Researchers at the Korea Institute of Energy Research (KIER) in Daejeon have developed a semi-transparent perovskite solar cell with 17.9% power conversion efficiency and 30% visible light transmittance — meaning the panel lets through nearly a third of visible light (appearing as subtly tinted glass) while converting the remaining solar spectrum to electricity, making it commercially viable as a building-integrated photovoltaic window for skyscrapers, office towers, and residential high-rises. A 40-story office building fully glazed with KIER's solar glass generates enough electricity to power itself entirely. The building skin becomes the power plant.

The technical challenge of transparent solar cells is fundamental: photovoltaics convert photons to electricity, but visible light photons are exactly what makes glass transparent.
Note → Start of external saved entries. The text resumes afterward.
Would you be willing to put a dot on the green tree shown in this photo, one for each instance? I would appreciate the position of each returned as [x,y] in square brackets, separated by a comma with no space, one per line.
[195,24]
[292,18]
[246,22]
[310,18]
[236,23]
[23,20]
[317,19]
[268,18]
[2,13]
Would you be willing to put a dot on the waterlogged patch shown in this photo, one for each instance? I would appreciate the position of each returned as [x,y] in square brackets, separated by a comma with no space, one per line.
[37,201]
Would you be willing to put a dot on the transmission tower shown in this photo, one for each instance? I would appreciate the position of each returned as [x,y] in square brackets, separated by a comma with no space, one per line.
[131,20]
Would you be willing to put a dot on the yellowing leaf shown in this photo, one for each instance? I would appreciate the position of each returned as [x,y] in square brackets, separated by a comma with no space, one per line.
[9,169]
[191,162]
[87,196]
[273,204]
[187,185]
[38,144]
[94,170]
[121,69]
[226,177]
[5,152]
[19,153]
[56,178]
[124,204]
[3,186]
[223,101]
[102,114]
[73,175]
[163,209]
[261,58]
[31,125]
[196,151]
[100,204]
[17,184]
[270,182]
KIER's solution uses a perovskite composition tuned to absorb ultraviolet and near-infrared wavelengths (invisible to human eyes) while transmitting visible wavelengths. The result is glass that appears only slightly darker than standard architectural glazing while converting the invisible portions of the solar spectrum — which represent 46% of total solar energy — into useful electricity. No visible solar panel. No architectural compromise.
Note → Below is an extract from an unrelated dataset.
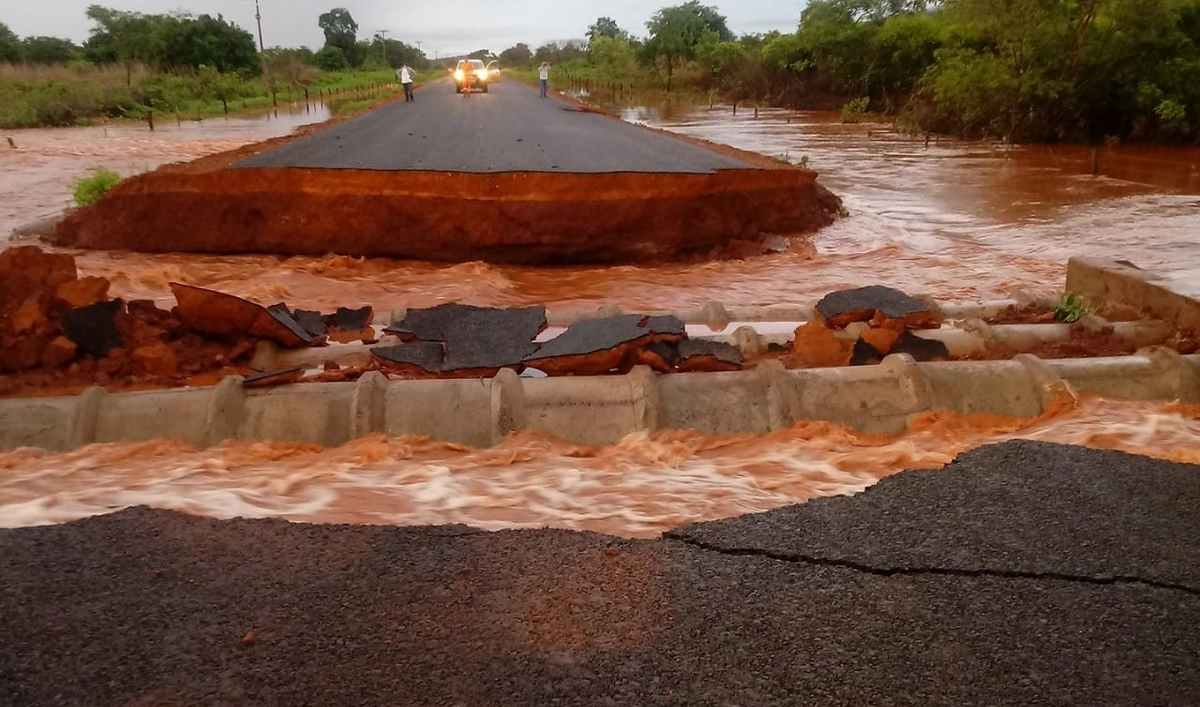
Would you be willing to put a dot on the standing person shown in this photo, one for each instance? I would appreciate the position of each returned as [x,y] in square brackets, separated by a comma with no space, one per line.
[406,79]
[544,77]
South Korea has 2.4 million buildings with large glass curtain wall facades, consuming 25% of national electricity in lighting and climate systems. If 20% of that glass were replaced with KIER solar panels, the generated electricity would supply 8% of South Korea's total national consumption — from surfaces that were previously just letting heat in and requiring energy to offset.
KIER has partnered with LG and Hanwha for commercial production scale-up. Architectural certification for building codes in South Korea, the EU, and US is being sought simultaneously. The building that powers itself through its own windows is now an engineering product, not a concept.